Facts about Crocodiles and Caimans


The Osa Peninsula hosts two native species: the American Crocodile (Crocodylus acutus) and the Spectacled Caiman (Caiman crocodilus).

The American crocodile is one of the largest crocodile species and the most widespread in the Neotropical realm, they can reach a swimming speed of 32 km/h (20 mph). The wild animal life span in the wild is approximately 50 to 70 years.

Crocodiles normally prefer salinity and inhabits waters such as mangrove swamps, river mouths, fresh waters and salt lakes, and can also be found at sea.

In the Osa Peninsula, both crocodiles and caimans are impacted by environmental factor caused by the proximity to human inhabitance, fishing, and recreational activities.

Crocodiles are more aggressive towards human than caimans. American Crocodile attract have been reported in Costa Rica, Panama and Mexico.

Caimans can live in much colder water than crocodiles, but can’t support much salinity. A fully-grown Spectacled Caiman is less than half the size of a crocodile, and usually doesn’t wait more than 140 pounds while the American crocodile can weigh 880 pounds.

Animal species who live in mangroves


  • Shrimps
  • Mollusks
  • Barnacles
  • Oysters
  • Mussels
  • Worms
  • Snails
  • Shellfish
  • Crabs
  • Jellyfish
  • Tarpon
  • Sea bass
  • Baby sharks
  • Barracudas
  • Jacks
  • Sponges
  • Snakes
  • Crocodiles
  • Caiman
  • Birds
  • Monkeys
  • Honeybees
  • Bats
  • Juvenile snappers

7 types of mangroves in the Osa Peninsula


  • Red mangrove (Rhizophora mangle)

  • Red mangrove (Rhizophora racemosa), (Rhizophora harrison),
  • tea mangrove (Pelliciera rhizophorea),
  • black mangrove (Avicennia germinans)
  • white mangrove (Langucularia racemose)
  • buttonwood or Button mangrove (Conocarpus erectus)
  • Out of these seven types of mangroves, the most dominants are the red, black and white mangroves.
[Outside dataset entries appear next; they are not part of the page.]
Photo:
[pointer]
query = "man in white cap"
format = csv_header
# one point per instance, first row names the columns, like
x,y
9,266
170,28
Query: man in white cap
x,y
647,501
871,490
8 reasons to protect mangroves


Biodiversity. Provide a nutrient-rich breeding ground and nesting habitats for a large variety of marine species and other wildlife.

Livelihoods. Natural resources for communities who depend on these essential ecosystems.
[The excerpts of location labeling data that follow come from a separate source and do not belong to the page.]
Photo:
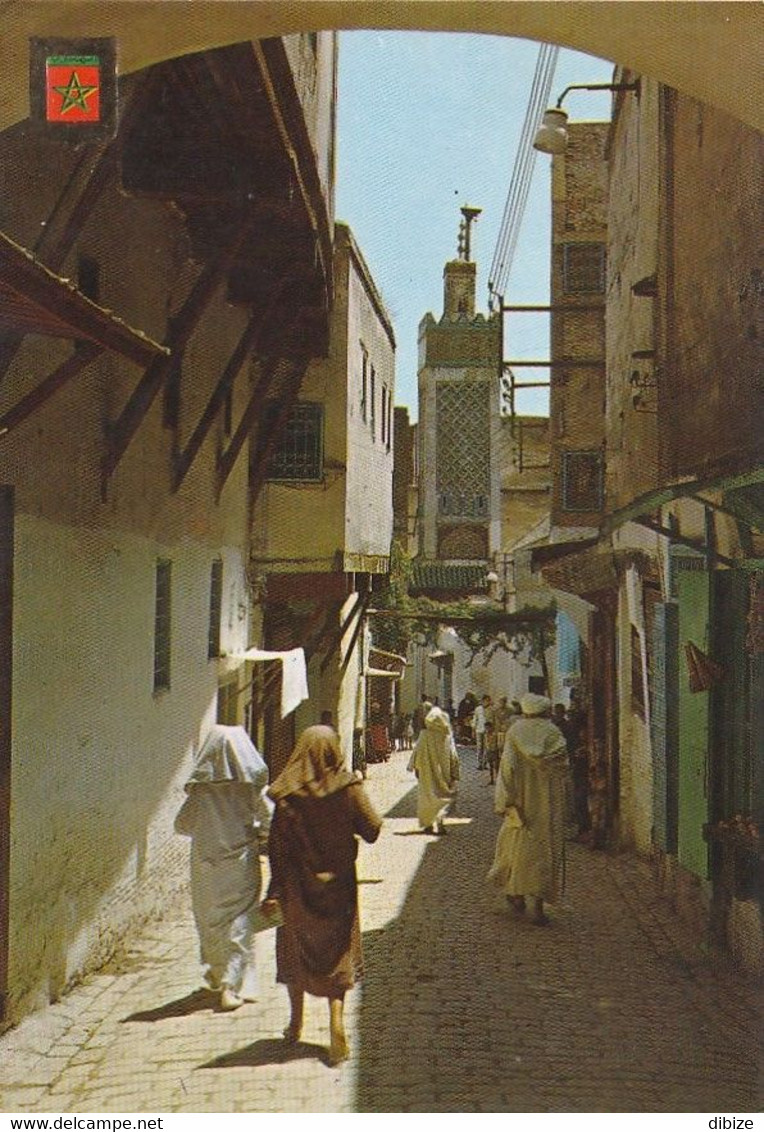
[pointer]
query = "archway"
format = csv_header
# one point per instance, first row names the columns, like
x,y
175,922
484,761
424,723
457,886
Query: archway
x,y
706,50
Shoreline protection. Robust mangroves protect the coast from destructive storm and strong winds, surge, and floods. They help prevent erosion by stabilizing sediments with their dense tangled root systems acting as a natural barrier for coastal communities.

Water filter. Maintain water quality and clarity, filtering pollutants and trapping sediments originating from land, preventing contamination and protecting habitats such as coral reefs and seagrass beds.

Carbon storage. Carbon dioxide is absorbed and stored by mangrove forests easier than it is in a mature tropical forest.

Medicinal. Extracts and chemicals identified from mangroves are mainly used in bush medicine, insecticides and pesticides.

Economical. Exploited for firewood, charcoal, construction of dwellings, furniture, boats and fishing gear, tannins for dyeing and leather production are some traditional uses of the mangroves.

Sustainable development. Ecotourism in healthy mangrove without compromising coastal ecosystems benefits community dwellers.